Causou profunda
indignação em muitos brasileiros a imagem exibida nos noticiários de uma
autoridade do governo, comemorando a notícia de que o lamentável acidente aéreo
podia ter como causa falha na aeronave. Haveria uma explicação razoável para a
comemoração em meio à tão grande tragédia? E essa indagação inicial nos conduz
a outra, mais profunda: qual é a missão que deve desempenhar toda e qualquer
autoridade?
Se cada um de nós
buscássemos de verdade o autoconhecimento, e, por esse caminho, entendermos melhor
a natureza humana, talvez não nos indignássemos tanto com a reação do Senhor
Ministro. É que há uma tendência natural para uma certa complacência conosco
mesmos, buscando sempre desculpas para os nossos erros. Isso é bem nítido já
nas crianças.
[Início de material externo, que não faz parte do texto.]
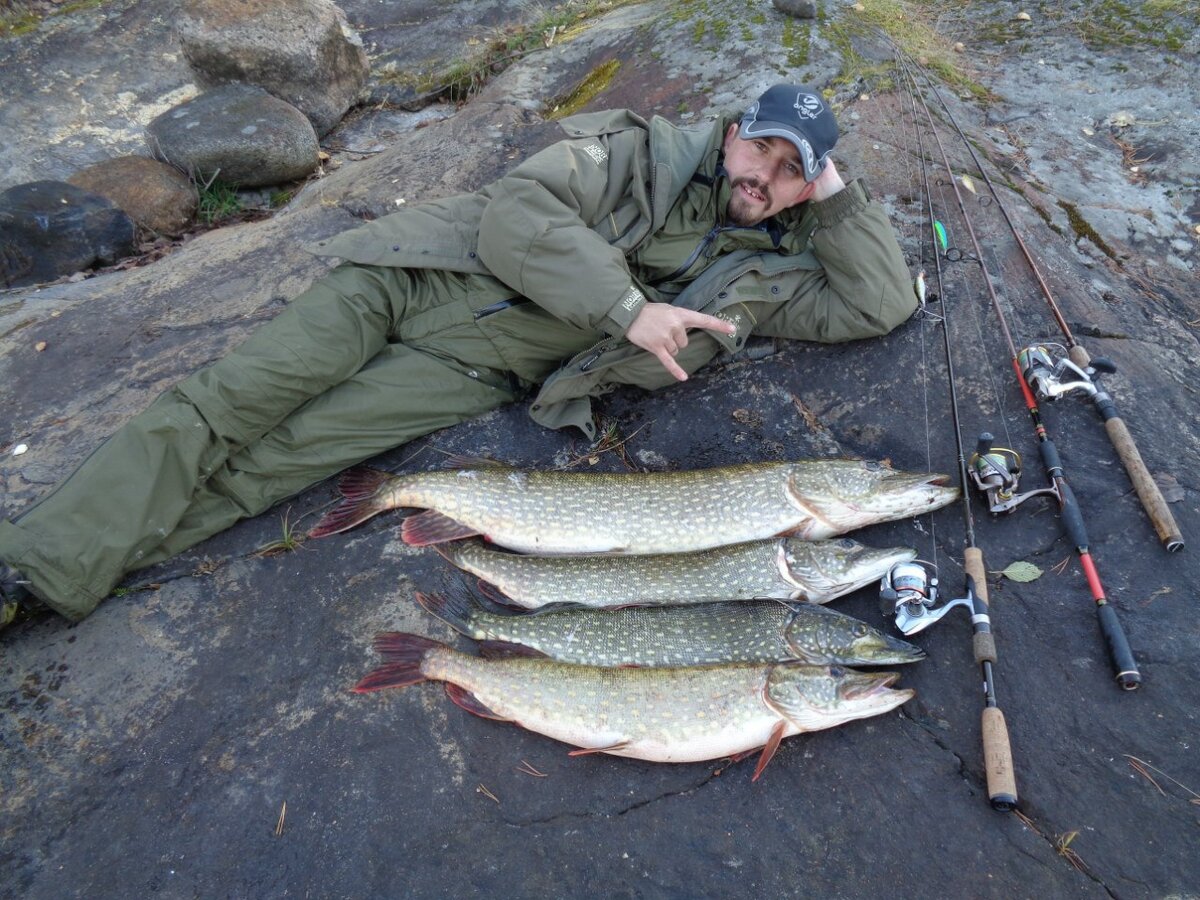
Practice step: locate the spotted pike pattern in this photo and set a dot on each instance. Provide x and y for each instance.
(561, 513)
(665, 714)
(705, 634)
(783, 568)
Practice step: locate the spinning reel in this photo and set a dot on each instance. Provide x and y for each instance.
(1051, 379)
(910, 593)
(996, 473)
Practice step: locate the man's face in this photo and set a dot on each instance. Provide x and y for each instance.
(766, 175)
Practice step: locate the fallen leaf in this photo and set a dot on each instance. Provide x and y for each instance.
(1021, 571)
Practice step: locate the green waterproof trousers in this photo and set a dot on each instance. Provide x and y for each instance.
(363, 361)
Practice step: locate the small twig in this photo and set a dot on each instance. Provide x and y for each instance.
(1141, 766)
(1063, 846)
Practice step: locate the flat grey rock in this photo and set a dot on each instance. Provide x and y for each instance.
(237, 133)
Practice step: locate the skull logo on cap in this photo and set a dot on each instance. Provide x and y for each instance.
(808, 106)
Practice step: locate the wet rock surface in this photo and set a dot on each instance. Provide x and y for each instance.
(240, 133)
(300, 51)
(156, 196)
(153, 748)
(52, 228)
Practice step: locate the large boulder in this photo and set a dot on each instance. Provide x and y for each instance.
(238, 133)
(52, 228)
(156, 196)
(300, 51)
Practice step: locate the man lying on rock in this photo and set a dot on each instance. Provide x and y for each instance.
(635, 251)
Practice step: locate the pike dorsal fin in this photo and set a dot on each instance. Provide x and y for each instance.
(507, 649)
(468, 701)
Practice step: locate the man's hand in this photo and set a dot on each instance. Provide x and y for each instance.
(828, 183)
(663, 330)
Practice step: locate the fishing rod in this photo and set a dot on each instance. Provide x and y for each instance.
(1077, 372)
(990, 465)
(910, 592)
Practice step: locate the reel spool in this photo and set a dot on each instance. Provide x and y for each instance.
(996, 472)
(1050, 379)
(909, 592)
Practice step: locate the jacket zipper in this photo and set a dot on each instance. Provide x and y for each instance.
(499, 306)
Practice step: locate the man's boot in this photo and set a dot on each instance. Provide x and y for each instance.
(16, 603)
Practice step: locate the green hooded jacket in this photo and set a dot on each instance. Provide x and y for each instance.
(561, 229)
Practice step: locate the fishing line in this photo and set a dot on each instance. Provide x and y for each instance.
(1123, 664)
(1045, 376)
(912, 597)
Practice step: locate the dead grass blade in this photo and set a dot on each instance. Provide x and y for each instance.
(1143, 768)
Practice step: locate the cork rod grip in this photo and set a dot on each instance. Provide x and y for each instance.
(997, 760)
(983, 642)
(1144, 484)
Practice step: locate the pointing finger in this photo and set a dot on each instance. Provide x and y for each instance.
(670, 365)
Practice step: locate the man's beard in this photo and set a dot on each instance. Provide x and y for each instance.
(739, 210)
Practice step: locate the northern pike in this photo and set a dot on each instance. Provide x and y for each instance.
(695, 635)
(569, 513)
(682, 714)
(775, 569)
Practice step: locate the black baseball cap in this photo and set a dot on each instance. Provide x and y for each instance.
(799, 114)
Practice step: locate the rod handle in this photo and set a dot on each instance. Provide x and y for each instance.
(1144, 484)
(983, 642)
(1127, 673)
(997, 759)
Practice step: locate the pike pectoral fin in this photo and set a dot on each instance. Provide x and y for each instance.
(360, 483)
(432, 527)
(348, 514)
(468, 701)
(769, 749)
(591, 750)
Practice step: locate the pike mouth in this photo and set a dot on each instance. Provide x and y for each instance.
(874, 685)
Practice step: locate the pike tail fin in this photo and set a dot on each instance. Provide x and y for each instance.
(364, 492)
(402, 655)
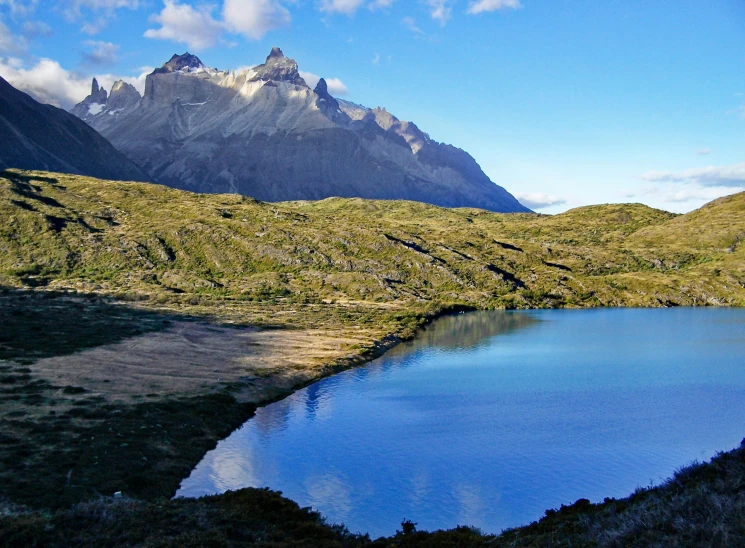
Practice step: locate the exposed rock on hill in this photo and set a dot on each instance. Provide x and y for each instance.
(264, 133)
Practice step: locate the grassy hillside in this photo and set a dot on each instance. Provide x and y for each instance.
(87, 265)
(154, 243)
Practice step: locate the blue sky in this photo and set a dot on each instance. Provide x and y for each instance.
(566, 101)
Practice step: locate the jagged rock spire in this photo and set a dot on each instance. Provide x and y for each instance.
(98, 94)
(276, 53)
(279, 68)
(185, 62)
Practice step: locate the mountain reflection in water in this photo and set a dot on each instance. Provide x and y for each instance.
(489, 418)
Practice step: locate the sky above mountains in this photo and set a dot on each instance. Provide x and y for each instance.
(562, 102)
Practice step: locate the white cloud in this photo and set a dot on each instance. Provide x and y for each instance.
(380, 4)
(48, 82)
(335, 86)
(680, 198)
(347, 7)
(254, 18)
(440, 10)
(20, 8)
(185, 24)
(76, 7)
(410, 23)
(481, 6)
(539, 200)
(34, 29)
(711, 176)
(100, 53)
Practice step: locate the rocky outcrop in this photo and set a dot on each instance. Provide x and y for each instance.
(263, 132)
(43, 137)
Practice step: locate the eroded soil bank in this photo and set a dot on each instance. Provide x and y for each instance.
(98, 396)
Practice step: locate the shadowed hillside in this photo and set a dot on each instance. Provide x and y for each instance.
(162, 244)
(141, 324)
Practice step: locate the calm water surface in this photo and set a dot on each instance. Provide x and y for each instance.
(489, 418)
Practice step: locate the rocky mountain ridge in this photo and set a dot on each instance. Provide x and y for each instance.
(263, 132)
(38, 136)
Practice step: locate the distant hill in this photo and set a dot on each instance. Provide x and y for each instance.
(38, 136)
(263, 132)
(150, 239)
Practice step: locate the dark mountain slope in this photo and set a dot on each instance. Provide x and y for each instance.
(38, 136)
(263, 132)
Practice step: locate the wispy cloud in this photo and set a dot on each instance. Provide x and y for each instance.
(440, 10)
(722, 176)
(254, 18)
(347, 7)
(47, 82)
(539, 200)
(20, 8)
(187, 25)
(380, 4)
(481, 6)
(100, 53)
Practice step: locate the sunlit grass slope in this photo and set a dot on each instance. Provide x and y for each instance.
(154, 243)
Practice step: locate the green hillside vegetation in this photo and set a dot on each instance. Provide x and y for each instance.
(88, 264)
(148, 242)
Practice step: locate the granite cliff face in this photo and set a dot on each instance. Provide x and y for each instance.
(263, 132)
(43, 137)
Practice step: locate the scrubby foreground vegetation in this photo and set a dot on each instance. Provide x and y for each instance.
(95, 276)
(702, 505)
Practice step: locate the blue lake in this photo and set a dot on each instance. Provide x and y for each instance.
(489, 418)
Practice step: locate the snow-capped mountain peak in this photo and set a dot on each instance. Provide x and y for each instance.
(185, 62)
(263, 132)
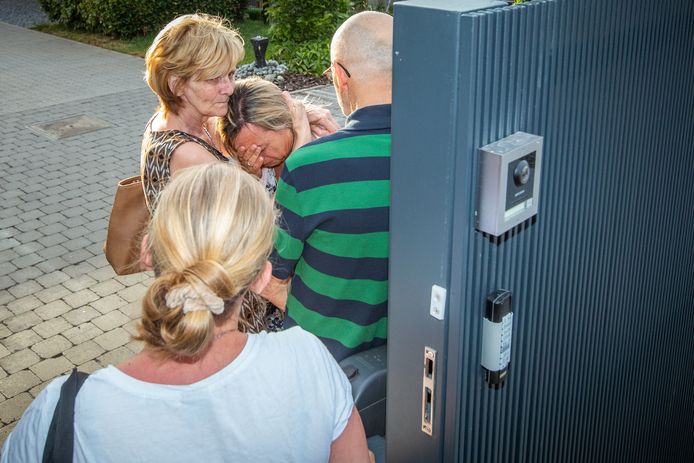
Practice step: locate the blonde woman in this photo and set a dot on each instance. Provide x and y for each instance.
(190, 67)
(201, 390)
(264, 125)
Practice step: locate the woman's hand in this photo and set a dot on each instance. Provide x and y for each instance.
(320, 120)
(250, 159)
(302, 129)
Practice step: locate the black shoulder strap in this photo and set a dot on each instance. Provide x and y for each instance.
(61, 433)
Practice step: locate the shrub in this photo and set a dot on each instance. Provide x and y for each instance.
(302, 30)
(127, 18)
(306, 58)
(306, 20)
(64, 12)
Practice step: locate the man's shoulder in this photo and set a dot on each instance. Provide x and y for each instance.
(342, 144)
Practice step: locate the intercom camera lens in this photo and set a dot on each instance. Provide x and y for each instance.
(522, 173)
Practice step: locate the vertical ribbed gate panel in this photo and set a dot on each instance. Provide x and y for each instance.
(602, 362)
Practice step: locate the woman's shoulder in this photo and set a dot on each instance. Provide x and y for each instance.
(27, 439)
(294, 345)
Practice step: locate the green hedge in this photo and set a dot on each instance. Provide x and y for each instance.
(128, 18)
(302, 29)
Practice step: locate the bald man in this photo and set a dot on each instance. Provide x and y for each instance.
(334, 198)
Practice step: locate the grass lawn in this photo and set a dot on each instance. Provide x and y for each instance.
(138, 46)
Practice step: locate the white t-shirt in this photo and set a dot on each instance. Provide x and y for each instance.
(283, 399)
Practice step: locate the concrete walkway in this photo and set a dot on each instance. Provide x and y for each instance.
(61, 305)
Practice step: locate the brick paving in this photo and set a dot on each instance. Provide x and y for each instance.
(61, 305)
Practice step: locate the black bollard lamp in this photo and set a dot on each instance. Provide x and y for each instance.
(259, 48)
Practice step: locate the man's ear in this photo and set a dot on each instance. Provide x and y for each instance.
(261, 282)
(340, 77)
(146, 259)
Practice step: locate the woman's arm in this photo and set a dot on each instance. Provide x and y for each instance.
(302, 129)
(351, 445)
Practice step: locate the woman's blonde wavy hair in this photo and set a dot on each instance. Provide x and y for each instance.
(192, 45)
(213, 230)
(254, 101)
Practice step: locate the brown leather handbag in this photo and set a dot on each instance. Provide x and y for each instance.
(126, 227)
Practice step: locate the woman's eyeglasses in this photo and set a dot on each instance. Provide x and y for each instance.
(329, 72)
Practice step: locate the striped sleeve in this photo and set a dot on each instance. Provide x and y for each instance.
(289, 234)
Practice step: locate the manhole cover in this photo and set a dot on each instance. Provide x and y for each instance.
(63, 128)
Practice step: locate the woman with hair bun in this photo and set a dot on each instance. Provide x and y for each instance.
(201, 389)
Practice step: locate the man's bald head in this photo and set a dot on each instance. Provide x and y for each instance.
(364, 45)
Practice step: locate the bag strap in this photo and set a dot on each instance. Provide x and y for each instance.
(61, 433)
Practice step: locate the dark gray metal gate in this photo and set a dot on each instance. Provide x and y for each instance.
(602, 362)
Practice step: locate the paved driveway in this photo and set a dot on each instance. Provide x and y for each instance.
(61, 305)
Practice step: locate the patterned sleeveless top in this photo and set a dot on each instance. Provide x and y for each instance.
(157, 148)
Tomemos como exemplo uma briga entre garotos, quando perguntamos
o que aconteceu, resposta inicial será: “foi ele que começou”, ou “ela estava
me irritando”, ou ainda “ele deu o primeiro soco”. Dificilmente encontraremos
um reconhecimento claro e sem rodeios da responsabilidade pelo incidente.
E não pensemos que
isso é coisa de crianças. Ao contrário, nos adultos, se não houver um esforço
por conhecer-nos melhor e lutar contra os próprios defeitos, essa tendência
pode até se agravar e assumir características de crueldade mesmo. Cada um de
nós sabe exatamente o que acontece quando algo sai errado no seu local de
trabalho... O mais comum é procurar culpados que afastem a própria culpa.
Não pretendo
justificar a atitude do assessor do governo, e tampouco acusá-lo. Não é esse o
objetivo dessas considerações. Mas é preciso que tenhamos bem claro que não se
constrói uma nação melhor e mais digna se não entendermos a fundo a natureza
humana.
Mas há o outro
aspecto da questão, qual seja, o verdadeiro papel que deve exercer a
autoridade.
Há algum tempo, um
colega relatou-me como foram suas primeiras experiências na magistratura
paulista. Dizia ele que conheceu uma juíza que se gabava de estar em uma
comarca muito interessante, pois a tratavam como uma “semi-deusa”, que só
faltavam descerrar um tapete vermelho por onde passava... E o meu amigo
comentava com decepção essa postura: “puxa, será que para ela ser juíza é
somente isso?”. Mas ele também relata a sua satisfação ao conhecer outro
colega, com uma visão completamente diferente, que dizia a ele que a comarca dele
era um excelente lugar para se trabalhar, pois havia problemas com menores
infratores, e outras situações conflituosas, que por certo dariam muito
trabalho, mas que, com bom senso e dedicação, poderia prestar um excelente
serviço para reverter aquele quadro.
Há um filme infantil
da Disney, Mulan, do qual
também podemos tirar uma interessante lição sobre como deve ser exercida a
autoridade. No filme, a China está sendo invadida, e o Imperador convoca uma
pessoa de cada família para defender a nação. Em determinado momento, os
invasores avançam, e um assessor do Imperador sugere a ele que envie mais
soldados para proteger o palácio, ao que ele responde que não: “mande os
soldados para proteger o meu povo”.
Nós, que exercemos alguma forma autoridade, deveríamos meditar nisso: o
que legitima o exercício da autoridade é o serviço que, com ela, podemos
prestar aos demais. De fato, trazemos uma tendência inata de nos desculparmos,
de atirar a responsabilidade nos outros. No entanto, cientes dessa tendência, há
de se ter um esforço constante por superá-la, por esquecer-se de si próprio, da
própria imagem e vaidade desenfreada, para nos dedicarmos com afinco e
abnegação por esses nossos semelhantes, tão sedentos de justiça. Sem esse
empenho forte e decidido, andaremos sempre à procura de culpados por nossas
omissões, todas elas indesculpáveis.